The political ads ban on Twitter’s social platform is most likely to be effective Nov 22 globally.

How Will the Latest Policy Impact Other Social Media Players?

Digital advertising plays a key role in political communication in an era of multiple media choice and fragmented public attention. Interestingly, Tech platforms have largely slashed the costs of running political advertising.

Twitter, thus, serves as a test case for bigger players that have come under scrutiny over their political advertising policies, including Facebook FB, Alphabet’s GOOGL Google and Snap SNAP.

Per a recent Kantar report on political advertising, U.S. federal campaigns will likely spend spend about $6 billion on advertising, with 20% of the total going toward digital advertising for the next Presidential Elections.

As of Jun 24, President Trump spent close to $17 million on Facebook advertising, followed by Bernie Sanders spending $6.2 million.

Twitter’s initial announcement of its political ads ban comes hot on the heels of the public outcry over Facebook’s recent policy. Per the social media giant’s latest policy, the company will not fact check political statements or remove politicians’ posts, which, it believes to be newsworthy, irrespective of the fact that the content might violate its “community standards.”

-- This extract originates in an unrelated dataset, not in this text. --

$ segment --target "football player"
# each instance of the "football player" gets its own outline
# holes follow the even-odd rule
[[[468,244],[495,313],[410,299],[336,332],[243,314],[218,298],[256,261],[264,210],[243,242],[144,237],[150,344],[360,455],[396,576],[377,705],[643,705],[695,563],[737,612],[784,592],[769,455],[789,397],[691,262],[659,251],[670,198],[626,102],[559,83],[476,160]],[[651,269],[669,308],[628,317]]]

Per a Tech Crunch report, Facebook earned $66 billion through political ads in the 12-months period ending third-quarter 2019. The company is projected to earn $330-$400 million next year.

Notably, Google and its video-streaming service, YouTube, have guidelines which prohibit misrepresentation in ads, such as misinformation about public voting procedures or incorrect claims.

However, Snap allows political advertising unless the ads are misleading, deceptive or violate the terms of service on Snapchat. The company defines political ads as including election-related, advocacy and issue ads.